6 views (last 30 days)
Helen on 25 Aug 2014
Adn and custo are same size vectors, with a length of 10252 elements (length(Adn)=10252). Every row value in custo corresponds to the cost of the same row value in Adn . I'm trying to get the sum of all the possible combinations for the values in Adn and analyze the cost of that combination. From the Adn combinations, I am just interested in the ones that sum to a specific interval (which is lower than sum(A) and greater than sum(A)*0.9). A is previously written in the code, so it doesn't matter now. Then I want to store the combinations and their equivalent costs ( custoAll ) in two new vectors.
for k1=1:nA
C=sum(B,2);
E=combntns(custo,k1);
F=sum(E,2);
D=find(((C<(sum(A)))&(C>(sum(A)*0.9))));
if ~isempty(D)
combinations=[combinations; B(D,:)];
custoAll=[custoAll; F(D)];
end
end
This code is taking very long though. I know I should preallocate the variables combinations and custoAll otherwise they will change size in every iteration and it'll take longer to run, but I haven't been able to find a good way to do it, since Adn is already so huge. Does anybody have an insight on this?
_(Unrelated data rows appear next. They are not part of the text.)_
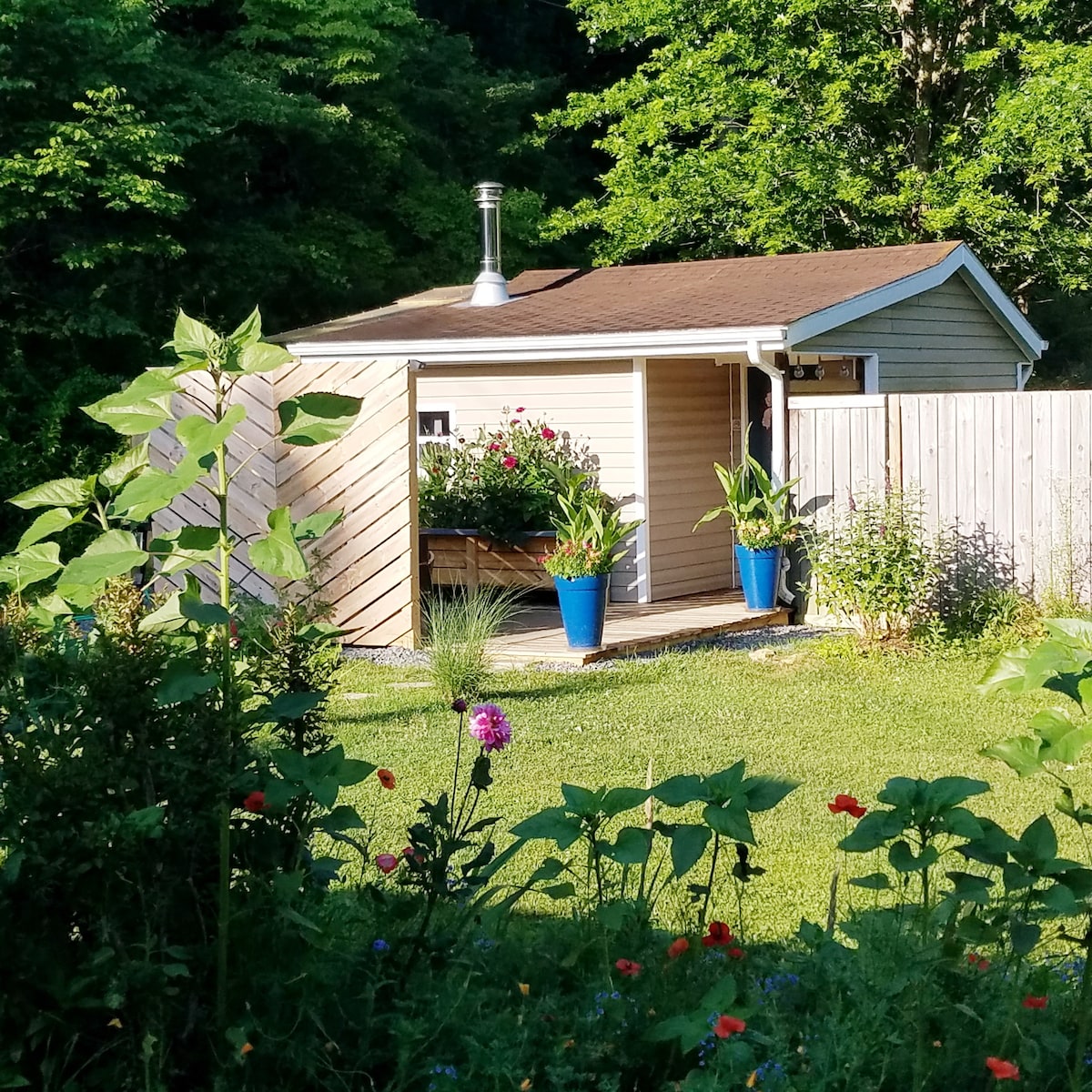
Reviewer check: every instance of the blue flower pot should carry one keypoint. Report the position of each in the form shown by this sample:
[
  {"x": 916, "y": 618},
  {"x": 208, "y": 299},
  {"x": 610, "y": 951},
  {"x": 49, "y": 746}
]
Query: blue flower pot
[
  {"x": 583, "y": 604},
  {"x": 758, "y": 572}
]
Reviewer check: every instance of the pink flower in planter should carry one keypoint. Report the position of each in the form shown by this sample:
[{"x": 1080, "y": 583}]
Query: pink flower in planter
[{"x": 490, "y": 727}]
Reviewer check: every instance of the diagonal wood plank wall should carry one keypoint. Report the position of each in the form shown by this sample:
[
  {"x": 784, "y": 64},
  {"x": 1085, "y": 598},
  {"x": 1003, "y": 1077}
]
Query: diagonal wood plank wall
[
  {"x": 1006, "y": 476},
  {"x": 367, "y": 567}
]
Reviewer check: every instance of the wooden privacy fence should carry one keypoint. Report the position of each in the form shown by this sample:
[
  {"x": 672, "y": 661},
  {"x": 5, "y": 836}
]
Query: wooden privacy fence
[{"x": 1006, "y": 476}]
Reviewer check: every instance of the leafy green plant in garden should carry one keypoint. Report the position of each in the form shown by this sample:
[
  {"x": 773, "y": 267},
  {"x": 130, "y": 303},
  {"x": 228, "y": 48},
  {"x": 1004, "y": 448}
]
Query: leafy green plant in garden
[
  {"x": 502, "y": 483},
  {"x": 758, "y": 509},
  {"x": 196, "y": 640},
  {"x": 459, "y": 627},
  {"x": 628, "y": 871},
  {"x": 873, "y": 562},
  {"x": 1055, "y": 888},
  {"x": 591, "y": 532}
]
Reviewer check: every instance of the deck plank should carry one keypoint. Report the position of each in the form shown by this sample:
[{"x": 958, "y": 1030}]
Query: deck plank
[{"x": 535, "y": 636}]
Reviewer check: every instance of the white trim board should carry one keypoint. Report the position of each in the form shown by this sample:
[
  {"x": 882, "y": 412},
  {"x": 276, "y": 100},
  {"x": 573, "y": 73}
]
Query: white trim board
[{"x": 960, "y": 261}]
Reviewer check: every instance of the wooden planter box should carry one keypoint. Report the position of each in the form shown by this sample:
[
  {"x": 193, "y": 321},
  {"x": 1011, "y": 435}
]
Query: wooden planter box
[{"x": 451, "y": 558}]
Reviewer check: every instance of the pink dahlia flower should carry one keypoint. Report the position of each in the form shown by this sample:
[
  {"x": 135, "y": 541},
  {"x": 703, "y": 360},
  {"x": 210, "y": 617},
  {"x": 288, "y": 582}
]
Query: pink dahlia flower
[{"x": 490, "y": 727}]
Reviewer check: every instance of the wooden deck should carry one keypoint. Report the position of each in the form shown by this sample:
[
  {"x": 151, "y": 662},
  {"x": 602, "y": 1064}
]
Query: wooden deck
[{"x": 535, "y": 634}]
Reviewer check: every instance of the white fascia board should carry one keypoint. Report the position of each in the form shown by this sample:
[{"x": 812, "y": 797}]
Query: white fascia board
[
  {"x": 977, "y": 278},
  {"x": 555, "y": 348}
]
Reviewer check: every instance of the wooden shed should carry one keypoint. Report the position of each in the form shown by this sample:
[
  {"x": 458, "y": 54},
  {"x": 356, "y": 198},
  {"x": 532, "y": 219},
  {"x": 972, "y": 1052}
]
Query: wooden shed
[{"x": 659, "y": 367}]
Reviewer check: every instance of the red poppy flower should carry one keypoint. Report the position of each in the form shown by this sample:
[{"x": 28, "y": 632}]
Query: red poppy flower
[
  {"x": 729, "y": 1026},
  {"x": 719, "y": 934},
  {"x": 844, "y": 803},
  {"x": 1003, "y": 1070}
]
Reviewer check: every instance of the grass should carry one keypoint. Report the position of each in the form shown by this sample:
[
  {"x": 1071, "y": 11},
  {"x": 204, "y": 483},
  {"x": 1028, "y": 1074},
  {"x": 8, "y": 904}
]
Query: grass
[{"x": 834, "y": 720}]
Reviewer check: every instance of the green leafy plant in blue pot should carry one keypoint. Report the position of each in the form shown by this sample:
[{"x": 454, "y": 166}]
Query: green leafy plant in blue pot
[
  {"x": 759, "y": 511},
  {"x": 591, "y": 536}
]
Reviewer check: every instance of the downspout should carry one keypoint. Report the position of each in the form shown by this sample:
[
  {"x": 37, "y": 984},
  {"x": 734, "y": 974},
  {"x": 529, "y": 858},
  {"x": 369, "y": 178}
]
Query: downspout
[{"x": 778, "y": 404}]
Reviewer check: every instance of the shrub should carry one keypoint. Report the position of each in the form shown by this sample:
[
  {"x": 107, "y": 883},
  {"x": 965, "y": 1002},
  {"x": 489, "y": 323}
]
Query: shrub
[
  {"x": 874, "y": 563},
  {"x": 503, "y": 483}
]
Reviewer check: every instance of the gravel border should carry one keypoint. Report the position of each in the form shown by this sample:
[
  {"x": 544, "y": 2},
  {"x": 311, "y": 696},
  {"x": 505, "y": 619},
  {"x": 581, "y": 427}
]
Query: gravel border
[{"x": 764, "y": 637}]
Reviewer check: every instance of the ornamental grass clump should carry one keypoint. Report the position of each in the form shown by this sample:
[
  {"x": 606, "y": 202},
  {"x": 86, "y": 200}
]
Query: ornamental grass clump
[{"x": 502, "y": 483}]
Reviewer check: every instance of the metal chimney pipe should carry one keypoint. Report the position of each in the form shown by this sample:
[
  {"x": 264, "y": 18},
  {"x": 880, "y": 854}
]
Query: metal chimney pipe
[{"x": 490, "y": 288}]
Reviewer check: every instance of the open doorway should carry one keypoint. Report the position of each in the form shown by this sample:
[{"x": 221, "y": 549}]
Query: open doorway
[{"x": 760, "y": 416}]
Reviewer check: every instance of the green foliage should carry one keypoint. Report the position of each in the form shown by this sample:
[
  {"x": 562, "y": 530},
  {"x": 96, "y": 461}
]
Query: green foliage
[
  {"x": 873, "y": 563},
  {"x": 758, "y": 509},
  {"x": 458, "y": 631},
  {"x": 749, "y": 128},
  {"x": 591, "y": 533},
  {"x": 503, "y": 483}
]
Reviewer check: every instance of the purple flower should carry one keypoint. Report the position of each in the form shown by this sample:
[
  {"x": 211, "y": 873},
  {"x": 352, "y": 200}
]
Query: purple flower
[{"x": 490, "y": 727}]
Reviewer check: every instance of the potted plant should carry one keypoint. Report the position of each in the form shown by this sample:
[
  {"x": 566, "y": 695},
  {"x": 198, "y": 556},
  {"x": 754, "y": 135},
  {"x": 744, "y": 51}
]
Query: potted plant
[
  {"x": 590, "y": 532},
  {"x": 763, "y": 524},
  {"x": 485, "y": 502}
]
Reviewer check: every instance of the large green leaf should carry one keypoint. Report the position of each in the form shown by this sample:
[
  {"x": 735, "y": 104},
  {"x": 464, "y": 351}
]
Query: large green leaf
[
  {"x": 262, "y": 356},
  {"x": 732, "y": 822},
  {"x": 688, "y": 844},
  {"x": 632, "y": 846},
  {"x": 60, "y": 492},
  {"x": 126, "y": 467},
  {"x": 316, "y": 525},
  {"x": 27, "y": 567},
  {"x": 178, "y": 550},
  {"x": 317, "y": 418},
  {"x": 681, "y": 790},
  {"x": 194, "y": 341},
  {"x": 181, "y": 682},
  {"x": 278, "y": 554},
  {"x": 49, "y": 523},
  {"x": 142, "y": 407},
  {"x": 113, "y": 554},
  {"x": 552, "y": 824},
  {"x": 764, "y": 792},
  {"x": 154, "y": 490},
  {"x": 200, "y": 435}
]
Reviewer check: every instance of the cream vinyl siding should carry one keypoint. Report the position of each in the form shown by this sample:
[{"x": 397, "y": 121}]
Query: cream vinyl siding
[
  {"x": 592, "y": 402},
  {"x": 693, "y": 421},
  {"x": 942, "y": 339}
]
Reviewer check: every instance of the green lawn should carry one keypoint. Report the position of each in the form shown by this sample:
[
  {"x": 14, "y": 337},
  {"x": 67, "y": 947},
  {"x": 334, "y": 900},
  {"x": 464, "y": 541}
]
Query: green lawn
[{"x": 836, "y": 721}]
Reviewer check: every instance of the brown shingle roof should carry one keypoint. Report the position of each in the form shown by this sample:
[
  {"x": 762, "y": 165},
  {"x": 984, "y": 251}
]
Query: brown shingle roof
[{"x": 725, "y": 293}]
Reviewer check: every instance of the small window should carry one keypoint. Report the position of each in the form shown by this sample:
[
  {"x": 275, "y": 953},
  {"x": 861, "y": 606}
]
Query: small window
[{"x": 434, "y": 425}]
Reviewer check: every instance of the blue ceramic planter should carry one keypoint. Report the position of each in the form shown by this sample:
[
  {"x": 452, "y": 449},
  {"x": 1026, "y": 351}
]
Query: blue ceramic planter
[
  {"x": 758, "y": 573},
  {"x": 583, "y": 604}
]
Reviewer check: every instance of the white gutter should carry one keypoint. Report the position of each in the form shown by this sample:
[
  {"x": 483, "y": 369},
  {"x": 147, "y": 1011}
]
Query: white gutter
[
  {"x": 778, "y": 402},
  {"x": 599, "y": 347}
]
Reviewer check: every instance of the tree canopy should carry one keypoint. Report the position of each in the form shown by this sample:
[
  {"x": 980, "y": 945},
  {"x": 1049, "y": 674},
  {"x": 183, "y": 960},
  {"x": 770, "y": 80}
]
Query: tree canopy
[{"x": 752, "y": 126}]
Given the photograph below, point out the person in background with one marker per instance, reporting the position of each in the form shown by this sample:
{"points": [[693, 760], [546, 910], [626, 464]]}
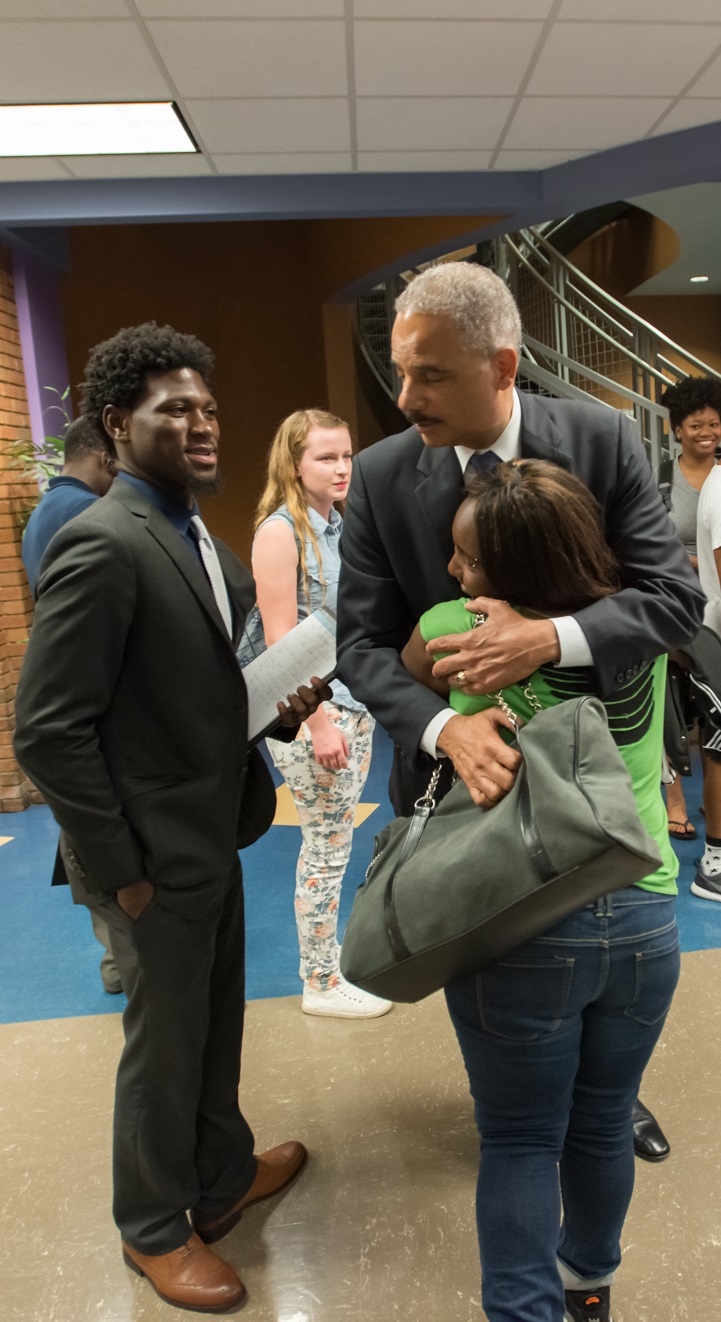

Matz Johansson Bergström on 25 Aug 2014
Edited: Matz Johansson Bergström on 25 Aug 2014
It seems to me that combntns (which is the same as nchoosek) is taking a long time to finish. So, the appending of the combinations is not the bottleneck in this case.
Consider your example with 10252 elements. Then during the first loop nchoosek(10252, 1) = 10252. For the next loop we have nchoosek(10252,2)= 52546626. This will be the number of rows of B.
So B will then become nchoosek(10252,2)*8*2 bytes, because we use double precision, which is nchoosek(10252,2)*8*2/2^20 = 801 MB.
Ok, just for the fun of it, for the next loop B will become nchoosek(10252,3)*3*8/2^20 which is 4 TB. This is just to store the answer to B, we are not even considering the computational time.
So, you will never be able to compute this using matrices in the current way because you cannot possibly store them. I would suggest to use another approach like looping all combinations in some way. I will have to think about it.
The computation "N choose k" will increase and become smaller, sort of like a parabola. The largest number of combinations you will get from
nchoosek(10252, 10252/2)
In which we get from Matlab
Warning: Result may not be exact. Coefficient is greater than 9.007199e+15 and is only accurate to 15 digits
Remember, this is just the number of rows in B.
So I would suggest to use something else to solve the problem. I'm thinking about binary numbers, but I'm not sure. I will have to get back to this question later today.
##### 1 CommentShowHide None
Matz Johansson Bergström on 25 Aug 2014
Edited: Matz Johansson Bergström on 25 Aug 2014
I believe this problem is NP-complete. It can be seen as a relaxed version of the "Subset sum" problem, but they are really the same, see http://en.wikipedia.org/wiki/Subset_sum_problem.
This really means that this kind of problem does not have a program that can compute the answer in a quick way. However, this does not mean it is not solvable, you just have to find another way.
Even if you managed to speed up the code by creating a mask of binary numbers for instance, you will have to find all combinations and there are many iterations.
I would look at the subset sum and see if your question can be modified to that problem and use that code.